Chris - Were you looking at blood or urine levels for that?

Ian - Well, we had to do the usual technical work. First, we had to develop an assay that was sensitive and specific enough in the lab. We then had to show that levels in different bodily compartments were correlated with each other. So, we did a study comparing CSF blood and saliva levels in different populations and showed that the levels in saliva were estimable with respect to blood which was estimable with respect to the CSF levels.

Chris - CSF is cerebrospinal fluid around the brain.

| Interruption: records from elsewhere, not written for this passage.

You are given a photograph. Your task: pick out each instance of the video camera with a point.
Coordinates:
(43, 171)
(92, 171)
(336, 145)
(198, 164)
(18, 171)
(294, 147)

Ian - Yeah, the fluid around the brain. What that meant was that we could take saliva levels in the population at large and make some degree of interpretation about its implications for the brain. Now, that took 2 decades and then the study that we just published in the Proceedings of the National Academy of Sciences and funded by the Wellcome Trust, that took a decade. So, we needed approximately 1850 teenagers in two slightly different studies. The second thing we needed which has not been done before was, we needed to do this longitudinally.

Chris - So, you need to know, does one beget the other subsequently. If we have one at one point in time, do you then get the depression or the other illness later?

Ian - That's right. There's a bit of important mathematics because you have to try and establish longitudinally over 12 to 36 months, the relationships between depressive symptoms themselves and the relationships between different cortisol levels themselves. Then you have to put the two together. And that's how you create different classes in the population at large.

Chris - What have you found?

Ian - So, about 17% of the teenage population had both high long term depressive symptoms. Not clinical, just the kinds of things you and I were talking about and high long term morning cortisol levels. So, when you were in the group with the high depression, high cortisol level bit and you were a boy, not a girl - that's an interesting and slightly surprising finding. Then your chances of being depressed over the coming months, were about 14 times higher than either boys or girls in the rest of the population.

Chris - Which I presume means that we now have an opportunity to use this as some sort of screening test in order to identify people who might be at major risk.